Mungkin aku lelah, hatiku jenuh. Seperti ini ya rasanya ketika banyak berharap dan mendengarkan apa kata manusia. Seolah diri ini telah lama berpaling dari rabbku. Tidak sadar, bahwa limpahan nikmatnya jauh lebih banyak dibandingkan apa yang telah aku rasakan saat ini. Aku telah terbuai manisnya dunia. Seakan, hatiku kini digenggam hingga remuk oleh bengisnya dunia. Aku tak ingin hal ini berlarut-larut menimpa diriku.
Tak ingin rasanya aku terlena oleh buaian waktu bisu yang akhirnya menghinakanku. Ahh, kapan mimpi buruk ini berakhir. Ingin segera kurebut hatiku dari cengkeraman dunia. Meski harus hancur berkeping-keping, tapi biarlah Tuhanku yang akan kembali menyatukan tiap serpihannya. Karena aku yakin, Allah tak akan pernah meninggalkanku.
Ludyah Annisah
Masih teringat dengan jelas, betapa dahsyatnya guncangan bencana alam di Indonesia 2018 kemarin yang datang silih berganti dan bertubi-tubi. Tak terbayangkan pula pastinya, bahwa kematian rupanya begitu dekat dan nyata pada tiap-tiap jiwa. Seolah, belum bisa move on atas memori tempo hari dan tiba-tiba terlintas pertanyaan dalam benak ini. Kapan terakhir kali aku mengingat rabbku?
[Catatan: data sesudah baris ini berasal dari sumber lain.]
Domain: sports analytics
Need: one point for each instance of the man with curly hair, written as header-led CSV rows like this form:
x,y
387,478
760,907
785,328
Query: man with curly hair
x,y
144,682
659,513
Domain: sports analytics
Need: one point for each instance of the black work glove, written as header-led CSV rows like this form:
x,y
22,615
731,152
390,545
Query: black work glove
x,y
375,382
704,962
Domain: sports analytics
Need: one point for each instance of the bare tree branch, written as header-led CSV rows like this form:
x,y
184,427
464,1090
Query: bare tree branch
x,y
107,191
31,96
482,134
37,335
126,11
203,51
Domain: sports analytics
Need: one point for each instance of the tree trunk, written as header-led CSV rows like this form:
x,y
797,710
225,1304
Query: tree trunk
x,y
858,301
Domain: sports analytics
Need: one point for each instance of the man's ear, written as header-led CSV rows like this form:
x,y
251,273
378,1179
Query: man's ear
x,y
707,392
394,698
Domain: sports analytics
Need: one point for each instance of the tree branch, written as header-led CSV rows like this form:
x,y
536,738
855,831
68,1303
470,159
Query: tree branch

Demikianlah pertanyaan itu amat tepat disematkan pada diri ini. Lantaran, makin kesini, hidup nyatanya terlalu banyak memberikan ruang pada dunia, sehingga jatah untuk memikirkan akhirat pun rasanya amat sedikit bahkan bisa diukur melalui ujung jari. Sedih, banget pastinya. Kendati, dalam tiap-tiap sujud saat shalat pun rasanya seringkali terlintas akan hal-hal duniawi. Tapi, sebagai hamba enggak pantas rasanya jika hanya sebatas memasrahkan takdir pada illahi, tanpa lebih dulu mengikhtiarkannya dengan sebaik-baiknya fastabiqul khairat.
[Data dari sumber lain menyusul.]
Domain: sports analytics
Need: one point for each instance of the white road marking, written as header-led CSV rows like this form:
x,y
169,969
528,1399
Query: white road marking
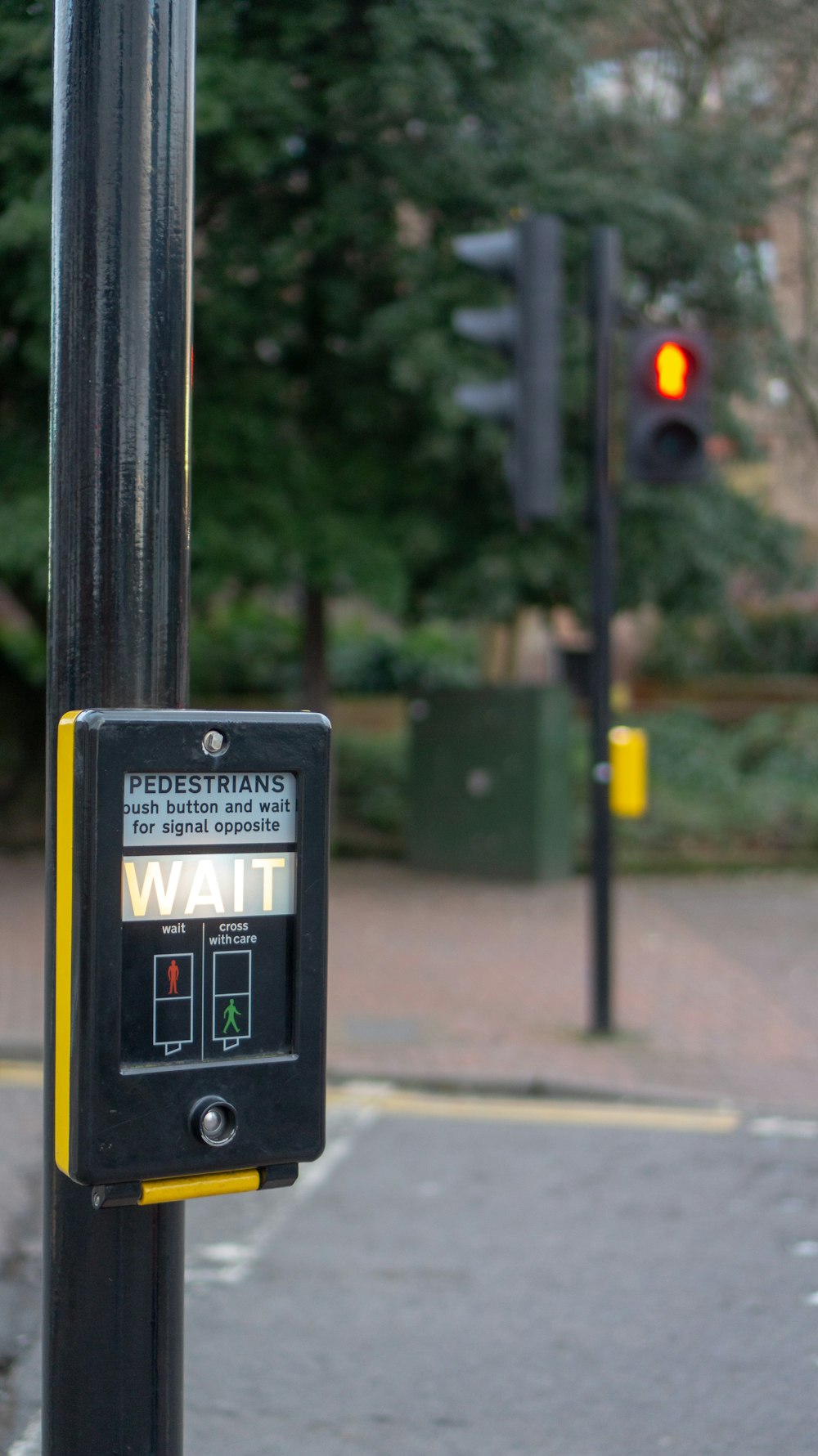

Lantas, semakin bertambahnya umur, sadarkah kita bahwa seharusnya hal ini diiringi pula dengan banyaknya nilai-nilai kebaikan dan pahala yang mengalir didalamnya?
Saya pun semakin berpikir bahwa hingga saat ini ikhtiar saya belum ada apa-apanya untuk bisa meraih tempat yang dinamakan syurga. Bahkan tanpa saya sadari, diri ini seringkali berbuat khilaf dengan sengaja ataupun tidak disengaja. Sungguh menyedihkan memang. Padahal dalam hati selalu berharap agar kelak Allah mematikan hamba dalam keadaan mengingatNya alias Husnul Khatimah. Namun, jika mengingatNya saja enggan bahkan sulit, bagaimana hal itu bisa terjadi? Padahal dengan mengingatNya saja dalam dzikir, sama halnya kita dengan berupaya untuk memenuhi hak-hak Allah.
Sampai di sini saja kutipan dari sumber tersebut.